For those living in Paris over the past few years, the opening ceremony for the Olympic Games may feel more like reaching the finish line than toeing it, exhausting for organizers and Parisians alike. Spiffing up the city for the Games has been like trying to complete all of Hercules’ labors at once, with so many miles of torn-up streets, capricious metro closings, bus detours to parts unknown and monuments swaddled Christo-style.
Having spent so much energy getting ready, it’s terrific that the best way to celebrate it is also the easiest: apéro dînatoire, the French meal that’s part living room picnic, part cocktail party — and the perfect TV dinner. It’s the least stressful meal with a French name that I can think of, and it’s fun for everyone, including the host. It’s what my Paris pals will be making as they watch the Games — and what I’ll be making 3,500 miles away in my corner of Connecticut.
Apéro dînatoire is more about shopping than cooking, about buying good things and arranging them on platters. Simply. Forget Instagram-worthy boards — you want food that’s easy to reach for when you’re marveling at Simone Biles’ moves. You don’t have to set the table, you don’t have to serve, and you don’t have to be in the kitchen for long spells because no one expects anything hot or homemade, even if I always make a few dishes. Can’t help myself.
For a medal-worthy Olympic-watch party, keep to Parisian tradition for the first round of nibbles — cherry tomatoes, olives, nuts, cold radishes in a bowl with soft butter and sea salt, deviled eggs, a nod to France’s beloved oeufs mayo. To my own, I’ll add gougères, my make-ahead house specialty. Then there should be plates of charcuterie and cheese with pickles and mustards and lots of bread and crackers. They serve as the “main course” in a meal without real courses.

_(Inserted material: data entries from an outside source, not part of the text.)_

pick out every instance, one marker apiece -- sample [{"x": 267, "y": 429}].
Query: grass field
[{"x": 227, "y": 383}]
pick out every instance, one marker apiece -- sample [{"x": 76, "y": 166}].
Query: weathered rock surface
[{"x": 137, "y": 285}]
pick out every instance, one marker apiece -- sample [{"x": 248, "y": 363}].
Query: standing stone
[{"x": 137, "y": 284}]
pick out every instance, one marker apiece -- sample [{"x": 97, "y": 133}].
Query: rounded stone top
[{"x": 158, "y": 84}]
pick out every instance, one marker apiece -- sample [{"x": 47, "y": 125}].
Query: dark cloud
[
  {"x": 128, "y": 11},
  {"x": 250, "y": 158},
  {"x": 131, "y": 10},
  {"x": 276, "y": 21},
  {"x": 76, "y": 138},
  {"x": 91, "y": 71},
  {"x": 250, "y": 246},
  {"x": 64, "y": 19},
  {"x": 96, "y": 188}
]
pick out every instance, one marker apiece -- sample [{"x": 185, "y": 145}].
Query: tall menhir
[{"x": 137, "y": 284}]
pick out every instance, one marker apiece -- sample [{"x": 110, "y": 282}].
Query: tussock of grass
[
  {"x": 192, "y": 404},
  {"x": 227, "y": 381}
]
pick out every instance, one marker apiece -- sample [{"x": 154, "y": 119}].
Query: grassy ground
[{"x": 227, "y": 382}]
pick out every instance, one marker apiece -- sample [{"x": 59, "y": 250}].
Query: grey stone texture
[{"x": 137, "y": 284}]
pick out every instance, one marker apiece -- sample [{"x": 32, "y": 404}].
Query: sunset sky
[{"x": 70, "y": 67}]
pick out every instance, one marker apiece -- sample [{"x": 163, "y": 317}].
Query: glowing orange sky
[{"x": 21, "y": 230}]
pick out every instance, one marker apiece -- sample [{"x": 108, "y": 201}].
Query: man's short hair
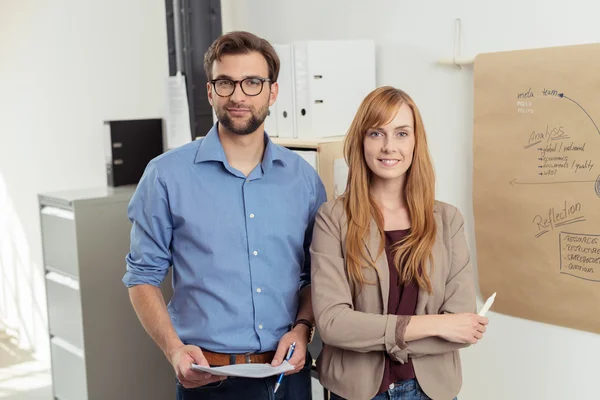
[{"x": 240, "y": 42}]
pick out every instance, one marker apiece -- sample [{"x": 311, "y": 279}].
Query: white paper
[
  {"x": 246, "y": 370},
  {"x": 178, "y": 114},
  {"x": 487, "y": 305}
]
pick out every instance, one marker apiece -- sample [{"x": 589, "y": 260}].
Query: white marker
[{"x": 487, "y": 305}]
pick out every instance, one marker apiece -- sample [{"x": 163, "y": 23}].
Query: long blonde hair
[{"x": 378, "y": 109}]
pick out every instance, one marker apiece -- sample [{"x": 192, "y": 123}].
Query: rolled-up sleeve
[
  {"x": 339, "y": 324},
  {"x": 149, "y": 257},
  {"x": 459, "y": 292}
]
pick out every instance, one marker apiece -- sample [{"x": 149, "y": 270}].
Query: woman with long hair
[{"x": 392, "y": 285}]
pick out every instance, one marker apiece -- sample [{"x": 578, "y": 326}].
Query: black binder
[{"x": 131, "y": 144}]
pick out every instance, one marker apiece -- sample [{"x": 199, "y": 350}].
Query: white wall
[
  {"x": 65, "y": 66},
  {"x": 518, "y": 359}
]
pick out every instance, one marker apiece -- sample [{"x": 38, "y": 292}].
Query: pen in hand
[{"x": 287, "y": 358}]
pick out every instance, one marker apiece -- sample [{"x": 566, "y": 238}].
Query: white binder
[
  {"x": 331, "y": 80},
  {"x": 284, "y": 110},
  {"x": 271, "y": 120}
]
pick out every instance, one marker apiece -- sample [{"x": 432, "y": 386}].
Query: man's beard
[{"x": 255, "y": 121}]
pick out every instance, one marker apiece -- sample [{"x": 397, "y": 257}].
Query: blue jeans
[
  {"x": 293, "y": 387},
  {"x": 406, "y": 390}
]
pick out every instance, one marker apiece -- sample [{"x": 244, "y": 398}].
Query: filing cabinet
[
  {"x": 326, "y": 155},
  {"x": 99, "y": 349}
]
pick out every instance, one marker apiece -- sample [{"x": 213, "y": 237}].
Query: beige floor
[{"x": 22, "y": 377}]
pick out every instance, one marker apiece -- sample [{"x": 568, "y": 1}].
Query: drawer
[
  {"x": 68, "y": 371},
  {"x": 64, "y": 308},
  {"x": 59, "y": 240}
]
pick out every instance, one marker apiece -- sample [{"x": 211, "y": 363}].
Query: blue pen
[{"x": 287, "y": 358}]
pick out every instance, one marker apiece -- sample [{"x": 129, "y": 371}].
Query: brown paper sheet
[{"x": 536, "y": 183}]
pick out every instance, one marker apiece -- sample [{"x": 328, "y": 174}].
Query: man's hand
[
  {"x": 182, "y": 359},
  {"x": 299, "y": 335}
]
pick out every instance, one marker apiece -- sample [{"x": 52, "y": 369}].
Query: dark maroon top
[{"x": 401, "y": 301}]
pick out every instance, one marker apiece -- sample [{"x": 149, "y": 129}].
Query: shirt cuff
[{"x": 401, "y": 324}]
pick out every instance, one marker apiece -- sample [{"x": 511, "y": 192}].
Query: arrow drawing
[
  {"x": 579, "y": 105},
  {"x": 515, "y": 182}
]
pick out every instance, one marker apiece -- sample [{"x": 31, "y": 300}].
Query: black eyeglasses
[{"x": 250, "y": 86}]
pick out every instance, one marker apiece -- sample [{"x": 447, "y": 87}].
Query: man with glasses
[{"x": 233, "y": 214}]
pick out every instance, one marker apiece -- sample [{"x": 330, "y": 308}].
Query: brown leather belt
[{"x": 221, "y": 359}]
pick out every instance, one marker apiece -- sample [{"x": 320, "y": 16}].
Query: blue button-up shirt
[{"x": 239, "y": 246}]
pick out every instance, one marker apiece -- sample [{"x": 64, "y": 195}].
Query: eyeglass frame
[{"x": 235, "y": 85}]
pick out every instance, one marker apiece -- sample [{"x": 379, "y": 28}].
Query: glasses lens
[
  {"x": 252, "y": 86},
  {"x": 224, "y": 87}
]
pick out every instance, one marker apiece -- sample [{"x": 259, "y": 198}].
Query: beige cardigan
[{"x": 356, "y": 328}]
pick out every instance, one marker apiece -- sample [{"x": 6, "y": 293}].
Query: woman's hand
[{"x": 462, "y": 328}]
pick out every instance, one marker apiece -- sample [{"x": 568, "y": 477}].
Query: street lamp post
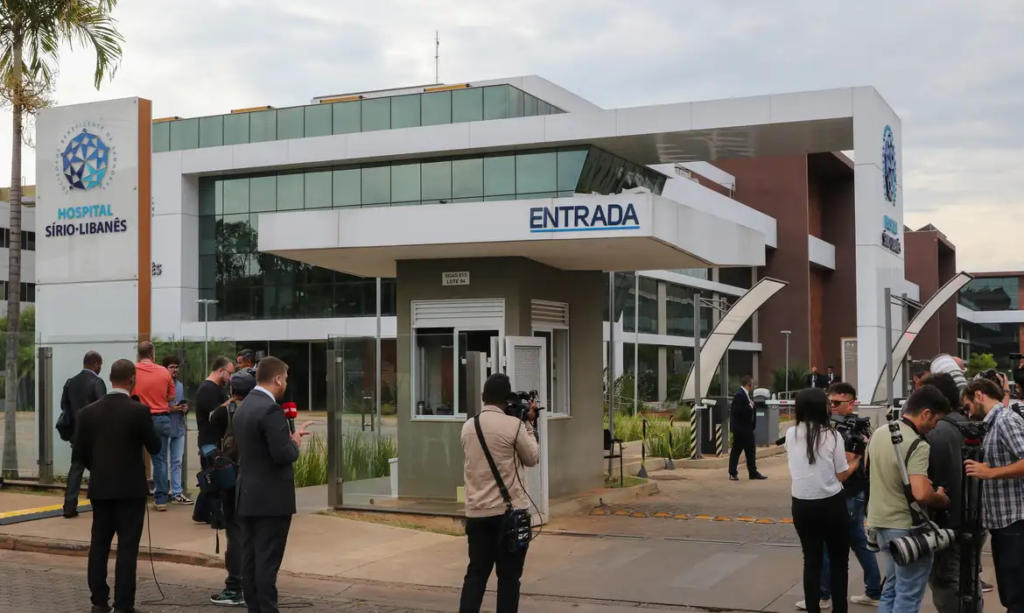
[
  {"x": 206, "y": 302},
  {"x": 786, "y": 333}
]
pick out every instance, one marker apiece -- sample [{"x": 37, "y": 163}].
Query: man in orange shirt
[{"x": 155, "y": 386}]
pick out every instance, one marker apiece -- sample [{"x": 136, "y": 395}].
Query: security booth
[{"x": 514, "y": 287}]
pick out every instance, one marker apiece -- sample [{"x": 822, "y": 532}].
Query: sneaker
[
  {"x": 802, "y": 605},
  {"x": 227, "y": 598}
]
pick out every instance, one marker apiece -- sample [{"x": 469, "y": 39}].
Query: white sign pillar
[{"x": 93, "y": 222}]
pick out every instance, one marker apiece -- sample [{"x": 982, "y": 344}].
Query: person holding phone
[{"x": 265, "y": 487}]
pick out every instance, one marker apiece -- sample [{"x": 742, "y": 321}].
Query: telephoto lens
[{"x": 910, "y": 549}]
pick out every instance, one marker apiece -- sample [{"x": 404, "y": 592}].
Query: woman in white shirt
[{"x": 818, "y": 465}]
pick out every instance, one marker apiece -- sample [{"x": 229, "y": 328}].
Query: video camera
[
  {"x": 519, "y": 403},
  {"x": 855, "y": 432}
]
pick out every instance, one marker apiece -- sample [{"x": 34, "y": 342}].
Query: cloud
[{"x": 949, "y": 70}]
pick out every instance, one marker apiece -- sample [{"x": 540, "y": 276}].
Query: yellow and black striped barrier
[{"x": 28, "y": 515}]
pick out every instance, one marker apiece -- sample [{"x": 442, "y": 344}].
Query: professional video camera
[
  {"x": 519, "y": 403},
  {"x": 855, "y": 432}
]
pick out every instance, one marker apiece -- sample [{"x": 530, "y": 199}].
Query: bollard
[
  {"x": 642, "y": 473},
  {"x": 669, "y": 466}
]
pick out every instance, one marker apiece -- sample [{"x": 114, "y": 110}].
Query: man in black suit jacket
[
  {"x": 110, "y": 440},
  {"x": 81, "y": 390},
  {"x": 741, "y": 422},
  {"x": 265, "y": 489}
]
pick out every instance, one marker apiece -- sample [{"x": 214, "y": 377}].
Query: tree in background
[{"x": 32, "y": 33}]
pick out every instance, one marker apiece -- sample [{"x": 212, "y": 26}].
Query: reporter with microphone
[
  {"x": 265, "y": 502},
  {"x": 496, "y": 445}
]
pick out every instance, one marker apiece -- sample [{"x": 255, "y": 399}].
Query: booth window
[
  {"x": 439, "y": 371},
  {"x": 558, "y": 369}
]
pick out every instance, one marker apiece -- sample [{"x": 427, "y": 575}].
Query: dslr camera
[
  {"x": 519, "y": 403},
  {"x": 855, "y": 432}
]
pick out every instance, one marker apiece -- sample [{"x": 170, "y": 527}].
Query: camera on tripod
[
  {"x": 519, "y": 403},
  {"x": 855, "y": 432}
]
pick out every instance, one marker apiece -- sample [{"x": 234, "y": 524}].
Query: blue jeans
[
  {"x": 904, "y": 589},
  {"x": 177, "y": 448},
  {"x": 162, "y": 424},
  {"x": 858, "y": 544}
]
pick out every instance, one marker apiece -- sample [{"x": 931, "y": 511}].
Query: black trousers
[
  {"x": 235, "y": 536},
  {"x": 743, "y": 443},
  {"x": 75, "y": 475},
  {"x": 486, "y": 550},
  {"x": 124, "y": 518},
  {"x": 263, "y": 540},
  {"x": 819, "y": 524},
  {"x": 1008, "y": 558}
]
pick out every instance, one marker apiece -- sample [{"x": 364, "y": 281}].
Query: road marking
[{"x": 28, "y": 515}]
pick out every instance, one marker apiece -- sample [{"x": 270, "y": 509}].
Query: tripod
[{"x": 971, "y": 534}]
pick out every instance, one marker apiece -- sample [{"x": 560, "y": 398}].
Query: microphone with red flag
[{"x": 291, "y": 412}]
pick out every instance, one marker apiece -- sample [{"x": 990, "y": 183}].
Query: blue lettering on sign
[
  {"x": 81, "y": 212},
  {"x": 584, "y": 218},
  {"x": 86, "y": 227},
  {"x": 891, "y": 225}
]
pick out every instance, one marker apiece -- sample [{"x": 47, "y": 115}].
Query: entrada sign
[
  {"x": 890, "y": 235},
  {"x": 584, "y": 218}
]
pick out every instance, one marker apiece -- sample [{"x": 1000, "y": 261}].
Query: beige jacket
[{"x": 507, "y": 437}]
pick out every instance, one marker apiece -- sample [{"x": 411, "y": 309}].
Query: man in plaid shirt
[{"x": 1003, "y": 495}]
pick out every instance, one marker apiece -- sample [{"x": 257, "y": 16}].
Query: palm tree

I’ll also clear a place for one of my favorite dishes: salmon rillettes, the fish version of the spread normally made by cooking pork, duck or goose in its own fat. My rillettes — so much lighter and so pretty — are a mixture of quickly cooked salmon (you can use frozen) and chopped smoked salmon. Mashed with a little mayonnaise and butter, sharpened with mustard, lemon and capers and finished with herbs — I like dill and, unusually, cilantro — they get made a day or two in advance and stowed in the fridge. The dish really only needs rounds of baguette or bagel chips, but I’ll also put out cucumbers and pickled beets, for color and crunch.
For dessert: cookies and ice cream — cherry, vanilla and blueberry, red, white and blue, conveniently the colors of both the French and American flags. I thought about homemade hot fudge sauce, but between the gougères and rillettes, I’ll have broken the no-cook rules of the game twice. I wonder if the judges would mind?
Honey Mustard Salmon Rillettes
Serves 6.
Salmon rillettes are the perfect party food for several reasons: They come together quickly and are easily made ahead, best served chilled and happy to be tinkered with. While classic French rillettes are prepared by cooking pork, duck or goose in its own fat for hours and hours until the meat is so soft that it’s spreadable, these rillettes wink at tradition. They’re adapted from the version in “Everyday Dorie: The Way I Cook” (Harvest, 2018) and include a mix of fresh and smoked salmon that is mashed with mayo and a bit of butter, then brightened with mustard and capers. The fact that they sound fancy only makes them more fun to serve super casually with bread and bagel or potato chips. From Dorie Greenspan.